Oireachtas Joint and Select Committees

Wednesday, 2 February 2022

Joint Oireachtas Committee on European Union Affairs

Potential Russia-Ukraine Conflict and the Role of the European Union: Discussion

Professor Ben Tonra:

I am sorry our paths did not cross in Trinity College back in the day. My first publication was a book chapter written with Patrick Keatinge on Ireland and the Falklands crisis. That is how far back I am going as well. The question regarding the strategic compass is a really good one. It emphasises something really important. The reason they are trying to develop this strategic compass is precisely to address the issue I identified at the start, which is this loss of understanding and appreciation of everybody else's security situation.
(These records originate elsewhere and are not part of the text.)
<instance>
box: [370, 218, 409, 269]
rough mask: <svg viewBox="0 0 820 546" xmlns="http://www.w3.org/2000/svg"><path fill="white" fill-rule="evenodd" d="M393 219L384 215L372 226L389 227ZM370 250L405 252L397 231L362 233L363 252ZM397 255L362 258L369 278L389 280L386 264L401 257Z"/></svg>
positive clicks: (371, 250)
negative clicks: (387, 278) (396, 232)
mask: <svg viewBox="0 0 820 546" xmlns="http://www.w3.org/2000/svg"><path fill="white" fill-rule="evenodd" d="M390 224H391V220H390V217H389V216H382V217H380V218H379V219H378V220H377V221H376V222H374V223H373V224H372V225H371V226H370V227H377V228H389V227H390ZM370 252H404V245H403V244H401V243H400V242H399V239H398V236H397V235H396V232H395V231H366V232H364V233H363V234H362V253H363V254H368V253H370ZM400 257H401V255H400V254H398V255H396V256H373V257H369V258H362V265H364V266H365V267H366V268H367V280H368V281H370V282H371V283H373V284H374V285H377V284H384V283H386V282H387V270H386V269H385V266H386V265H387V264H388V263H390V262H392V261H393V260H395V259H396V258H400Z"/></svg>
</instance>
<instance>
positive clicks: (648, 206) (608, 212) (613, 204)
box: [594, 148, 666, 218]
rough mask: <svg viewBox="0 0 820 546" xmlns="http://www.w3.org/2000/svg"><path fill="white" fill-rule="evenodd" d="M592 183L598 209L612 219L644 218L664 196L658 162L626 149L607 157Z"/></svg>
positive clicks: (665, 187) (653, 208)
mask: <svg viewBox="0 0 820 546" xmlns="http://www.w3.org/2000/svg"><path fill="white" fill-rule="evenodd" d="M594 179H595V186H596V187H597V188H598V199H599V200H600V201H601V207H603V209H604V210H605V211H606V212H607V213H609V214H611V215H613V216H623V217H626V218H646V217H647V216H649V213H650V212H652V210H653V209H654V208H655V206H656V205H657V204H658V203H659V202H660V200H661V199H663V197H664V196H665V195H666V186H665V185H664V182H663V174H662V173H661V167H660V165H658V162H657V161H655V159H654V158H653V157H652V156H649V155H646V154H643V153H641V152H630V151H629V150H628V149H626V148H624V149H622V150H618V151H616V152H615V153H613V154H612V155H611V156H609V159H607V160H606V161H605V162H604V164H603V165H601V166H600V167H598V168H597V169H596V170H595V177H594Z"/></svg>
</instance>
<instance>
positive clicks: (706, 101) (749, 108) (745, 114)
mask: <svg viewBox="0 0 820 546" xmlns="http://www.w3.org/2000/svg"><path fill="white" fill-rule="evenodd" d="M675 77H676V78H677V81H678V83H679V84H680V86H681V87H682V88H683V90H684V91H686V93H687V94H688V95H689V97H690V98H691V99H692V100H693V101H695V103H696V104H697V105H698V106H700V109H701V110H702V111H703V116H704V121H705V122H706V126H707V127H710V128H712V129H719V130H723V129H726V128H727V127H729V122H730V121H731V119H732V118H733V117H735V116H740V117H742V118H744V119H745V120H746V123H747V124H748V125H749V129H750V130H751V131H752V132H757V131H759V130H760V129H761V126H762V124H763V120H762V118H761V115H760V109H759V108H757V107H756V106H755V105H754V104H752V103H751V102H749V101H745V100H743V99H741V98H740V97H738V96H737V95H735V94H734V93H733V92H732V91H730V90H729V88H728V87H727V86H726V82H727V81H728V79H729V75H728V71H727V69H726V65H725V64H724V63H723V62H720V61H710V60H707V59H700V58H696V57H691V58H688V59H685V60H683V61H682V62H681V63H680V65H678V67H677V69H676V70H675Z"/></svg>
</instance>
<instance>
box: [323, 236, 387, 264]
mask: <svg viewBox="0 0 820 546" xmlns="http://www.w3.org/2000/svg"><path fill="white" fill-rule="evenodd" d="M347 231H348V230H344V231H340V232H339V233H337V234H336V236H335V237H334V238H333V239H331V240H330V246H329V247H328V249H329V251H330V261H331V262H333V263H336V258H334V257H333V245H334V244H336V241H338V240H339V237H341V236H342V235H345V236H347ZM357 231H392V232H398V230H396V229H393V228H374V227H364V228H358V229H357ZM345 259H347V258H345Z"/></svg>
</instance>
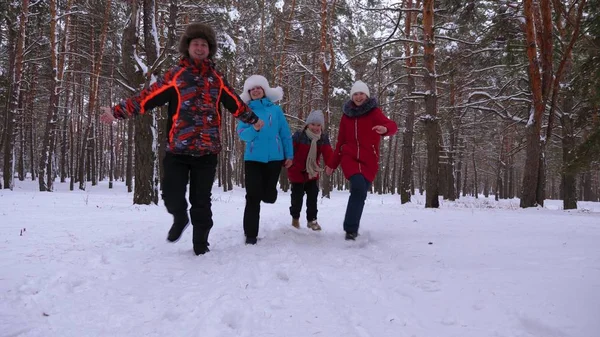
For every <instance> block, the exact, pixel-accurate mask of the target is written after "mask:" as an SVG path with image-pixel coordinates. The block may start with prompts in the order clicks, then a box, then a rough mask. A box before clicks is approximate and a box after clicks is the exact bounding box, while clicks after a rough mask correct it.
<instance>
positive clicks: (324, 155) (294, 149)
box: [288, 128, 333, 183]
mask: <svg viewBox="0 0 600 337" xmlns="http://www.w3.org/2000/svg"><path fill="white" fill-rule="evenodd" d="M304 130H306V128H304ZM304 130H302V131H296V133H294V135H293V136H292V141H293V143H294V160H293V163H292V166H290V168H288V178H289V179H290V182H292V183H304V182H307V181H309V180H315V179H319V175H317V176H316V177H315V178H313V179H308V172H306V158H308V152H309V151H310V138H309V137H308V135H306V132H304ZM332 154H333V150H332V149H331V143H330V142H329V136H327V134H326V133H324V132H323V133H321V138H320V139H319V140H318V141H317V165H319V158H320V157H321V155H323V161H324V162H328V161H329V160H330V159H331V156H332Z"/></svg>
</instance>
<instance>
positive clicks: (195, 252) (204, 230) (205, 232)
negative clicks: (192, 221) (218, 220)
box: [193, 225, 210, 255]
mask: <svg viewBox="0 0 600 337" xmlns="http://www.w3.org/2000/svg"><path fill="white" fill-rule="evenodd" d="M209 233H210V228H206V226H201V225H194V238H193V243H194V253H196V255H202V254H205V253H208V252H209V251H210V249H208V246H210V243H208V234H209Z"/></svg>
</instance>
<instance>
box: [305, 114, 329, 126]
mask: <svg viewBox="0 0 600 337" xmlns="http://www.w3.org/2000/svg"><path fill="white" fill-rule="evenodd" d="M310 123H314V124H319V125H325V116H323V111H321V110H313V111H311V112H310V114H309V115H308V117H306V124H310Z"/></svg>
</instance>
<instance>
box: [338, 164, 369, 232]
mask: <svg viewBox="0 0 600 337" xmlns="http://www.w3.org/2000/svg"><path fill="white" fill-rule="evenodd" d="M369 188H371V182H369V181H368V180H367V179H366V178H365V176H363V175H362V174H360V173H359V174H355V175H353V176H352V177H350V198H348V206H347V207H346V216H345V217H344V231H346V232H358V227H359V226H360V218H361V217H362V211H363V209H364V208H365V199H367V192H368V191H369Z"/></svg>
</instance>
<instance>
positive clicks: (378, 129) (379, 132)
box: [371, 125, 387, 135]
mask: <svg viewBox="0 0 600 337" xmlns="http://www.w3.org/2000/svg"><path fill="white" fill-rule="evenodd" d="M371 130H375V132H377V133H378V134H380V135H384V134H386V133H387V128H386V127H385V126H383V125H375V126H374V127H373V128H372V129H371Z"/></svg>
We call this a lack of a strategic consensus in Europe - the fact that we see Russia differently in Dublin than they do in Riga. The strategic compass is a mechanism to try to get member states to think more profoundly about each other's security concerns and take them on board in the way they deal with their own issues. I am slightly jaded in the mid-later point in my career in terms of what this can actually deliver, but it is part of that incremental iterative process of building up consensus within the EU as to what kind of international actor the EU should be.

The Deputy's point about the Normandy framework is spot on. The reason the Russians like the Normandy framework is because they are dealing with national capitals. They are not dealing with the EU bilaterally one to one. They do not want to deal with the EU bilaterally one to one because they know they are outgunned hugely in terms of economic and moral authority. If they keep the conversation on the military and security side, they do not have to talk to the EU because the EU does not have any capacity in the security and military sphere.
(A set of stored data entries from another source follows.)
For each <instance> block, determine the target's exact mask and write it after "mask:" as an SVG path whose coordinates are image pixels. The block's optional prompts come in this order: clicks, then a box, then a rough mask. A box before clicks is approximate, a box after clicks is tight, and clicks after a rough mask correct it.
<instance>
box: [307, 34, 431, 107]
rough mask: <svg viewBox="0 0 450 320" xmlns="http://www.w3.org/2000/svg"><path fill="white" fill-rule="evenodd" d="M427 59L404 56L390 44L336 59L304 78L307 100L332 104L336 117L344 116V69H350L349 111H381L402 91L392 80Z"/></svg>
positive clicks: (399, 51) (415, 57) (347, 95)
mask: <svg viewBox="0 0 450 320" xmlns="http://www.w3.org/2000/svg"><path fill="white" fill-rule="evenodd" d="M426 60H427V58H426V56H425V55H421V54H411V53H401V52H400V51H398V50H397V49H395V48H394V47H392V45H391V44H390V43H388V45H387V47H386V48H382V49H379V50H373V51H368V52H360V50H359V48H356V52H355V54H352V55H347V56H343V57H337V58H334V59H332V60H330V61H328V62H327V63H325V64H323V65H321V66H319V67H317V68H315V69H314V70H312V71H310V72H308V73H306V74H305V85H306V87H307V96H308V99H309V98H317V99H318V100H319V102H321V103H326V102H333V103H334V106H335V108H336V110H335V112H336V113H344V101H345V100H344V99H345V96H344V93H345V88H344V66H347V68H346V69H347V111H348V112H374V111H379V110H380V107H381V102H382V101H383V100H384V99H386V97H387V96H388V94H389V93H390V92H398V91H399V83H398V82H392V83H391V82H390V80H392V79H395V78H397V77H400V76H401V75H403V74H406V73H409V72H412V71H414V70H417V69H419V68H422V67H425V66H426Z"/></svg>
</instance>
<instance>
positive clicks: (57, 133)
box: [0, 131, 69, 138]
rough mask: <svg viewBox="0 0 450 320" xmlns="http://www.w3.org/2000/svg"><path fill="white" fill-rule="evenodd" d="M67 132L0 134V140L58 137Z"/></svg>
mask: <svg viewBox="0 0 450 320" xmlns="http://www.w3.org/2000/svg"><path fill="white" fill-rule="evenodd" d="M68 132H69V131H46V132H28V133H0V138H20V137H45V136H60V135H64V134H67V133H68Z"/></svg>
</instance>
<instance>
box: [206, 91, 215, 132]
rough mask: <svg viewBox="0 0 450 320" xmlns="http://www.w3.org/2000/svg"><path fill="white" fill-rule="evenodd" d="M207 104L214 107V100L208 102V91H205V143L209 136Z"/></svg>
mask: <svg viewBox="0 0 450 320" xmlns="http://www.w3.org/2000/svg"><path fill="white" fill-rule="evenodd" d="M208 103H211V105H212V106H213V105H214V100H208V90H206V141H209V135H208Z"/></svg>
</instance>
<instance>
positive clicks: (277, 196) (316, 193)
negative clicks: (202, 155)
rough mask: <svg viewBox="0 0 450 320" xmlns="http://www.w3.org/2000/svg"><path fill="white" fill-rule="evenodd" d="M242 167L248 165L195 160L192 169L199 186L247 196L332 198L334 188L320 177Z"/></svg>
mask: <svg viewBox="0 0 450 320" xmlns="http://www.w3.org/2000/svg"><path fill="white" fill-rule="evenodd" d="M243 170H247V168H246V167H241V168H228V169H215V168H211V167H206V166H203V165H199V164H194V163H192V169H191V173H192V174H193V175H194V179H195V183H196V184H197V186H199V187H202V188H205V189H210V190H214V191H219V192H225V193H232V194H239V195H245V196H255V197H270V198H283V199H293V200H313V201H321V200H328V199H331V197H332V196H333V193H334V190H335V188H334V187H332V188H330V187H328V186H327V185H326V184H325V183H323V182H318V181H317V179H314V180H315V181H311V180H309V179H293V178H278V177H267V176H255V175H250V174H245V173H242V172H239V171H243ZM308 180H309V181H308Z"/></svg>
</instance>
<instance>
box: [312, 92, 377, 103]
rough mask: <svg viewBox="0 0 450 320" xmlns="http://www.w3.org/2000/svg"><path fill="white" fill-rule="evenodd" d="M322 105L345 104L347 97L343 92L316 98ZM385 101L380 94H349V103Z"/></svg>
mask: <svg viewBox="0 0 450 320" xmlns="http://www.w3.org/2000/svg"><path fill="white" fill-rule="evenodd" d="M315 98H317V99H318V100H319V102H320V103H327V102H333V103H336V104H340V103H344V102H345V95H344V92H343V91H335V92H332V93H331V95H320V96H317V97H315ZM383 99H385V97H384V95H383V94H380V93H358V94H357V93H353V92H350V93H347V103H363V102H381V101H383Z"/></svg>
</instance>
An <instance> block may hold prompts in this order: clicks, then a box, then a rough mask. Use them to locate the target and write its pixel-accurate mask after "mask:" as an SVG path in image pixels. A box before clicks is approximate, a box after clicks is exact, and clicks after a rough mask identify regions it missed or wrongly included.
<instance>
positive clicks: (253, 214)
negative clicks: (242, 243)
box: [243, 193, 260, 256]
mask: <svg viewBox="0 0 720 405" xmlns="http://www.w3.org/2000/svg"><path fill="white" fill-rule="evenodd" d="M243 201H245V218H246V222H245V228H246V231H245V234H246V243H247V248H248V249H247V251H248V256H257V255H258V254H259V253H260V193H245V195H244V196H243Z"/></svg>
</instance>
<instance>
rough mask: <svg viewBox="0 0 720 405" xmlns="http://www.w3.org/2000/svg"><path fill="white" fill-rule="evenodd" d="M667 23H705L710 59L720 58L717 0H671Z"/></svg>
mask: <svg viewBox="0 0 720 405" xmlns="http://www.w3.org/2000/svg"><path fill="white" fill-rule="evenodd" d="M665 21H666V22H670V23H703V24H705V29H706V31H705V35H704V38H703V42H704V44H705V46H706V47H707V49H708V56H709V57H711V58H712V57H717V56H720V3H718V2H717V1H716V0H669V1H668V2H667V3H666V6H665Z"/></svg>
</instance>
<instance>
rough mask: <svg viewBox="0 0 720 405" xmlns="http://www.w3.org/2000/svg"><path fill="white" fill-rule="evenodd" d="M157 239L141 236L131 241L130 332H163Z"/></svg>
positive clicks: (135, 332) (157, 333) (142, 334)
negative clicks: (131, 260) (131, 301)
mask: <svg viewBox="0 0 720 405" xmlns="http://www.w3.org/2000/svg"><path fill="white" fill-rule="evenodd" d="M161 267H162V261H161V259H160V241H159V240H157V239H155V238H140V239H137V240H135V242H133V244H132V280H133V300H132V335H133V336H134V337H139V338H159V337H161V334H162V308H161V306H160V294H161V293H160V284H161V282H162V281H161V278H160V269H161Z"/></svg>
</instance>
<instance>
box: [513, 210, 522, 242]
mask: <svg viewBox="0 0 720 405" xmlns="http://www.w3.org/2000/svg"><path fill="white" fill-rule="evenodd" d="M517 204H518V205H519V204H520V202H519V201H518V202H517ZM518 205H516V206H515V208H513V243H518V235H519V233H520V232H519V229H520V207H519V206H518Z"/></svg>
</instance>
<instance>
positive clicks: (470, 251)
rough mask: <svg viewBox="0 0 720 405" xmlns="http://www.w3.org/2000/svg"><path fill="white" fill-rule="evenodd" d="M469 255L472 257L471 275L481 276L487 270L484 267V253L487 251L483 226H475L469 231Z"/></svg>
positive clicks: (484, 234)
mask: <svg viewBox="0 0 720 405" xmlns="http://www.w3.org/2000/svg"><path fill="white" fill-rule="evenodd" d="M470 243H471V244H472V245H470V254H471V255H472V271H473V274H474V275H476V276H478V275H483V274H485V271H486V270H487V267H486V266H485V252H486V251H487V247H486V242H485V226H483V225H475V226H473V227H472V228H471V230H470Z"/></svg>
Regarding the new German Chancellor, fair is fair, the man is only getting his feet under the desk. He has a coalition to manage. There are very different and wide-ranging views within his party and between his party and the Green party, particularly in terms of how to deal with Russia. Again, we come back to two things about Germany. One is the centrality of its economic interests, which we see most visibly in terms of its reaction on Nord Stream 2, and the second involves Germany's sensitivity regarding military issues, defence and doing anything that evokes echoes of its own tragic history. In dealing with all that, Germany will inevitably be a laggard or on the back foot. If it chooses to work with its European partners, Germany can do a lot in terms of building that collective European perspective but I do not underestimate the challenge involved in the EU doing that because we all have such different perspectives and coming up with a single European ideal and purpose is really challenging.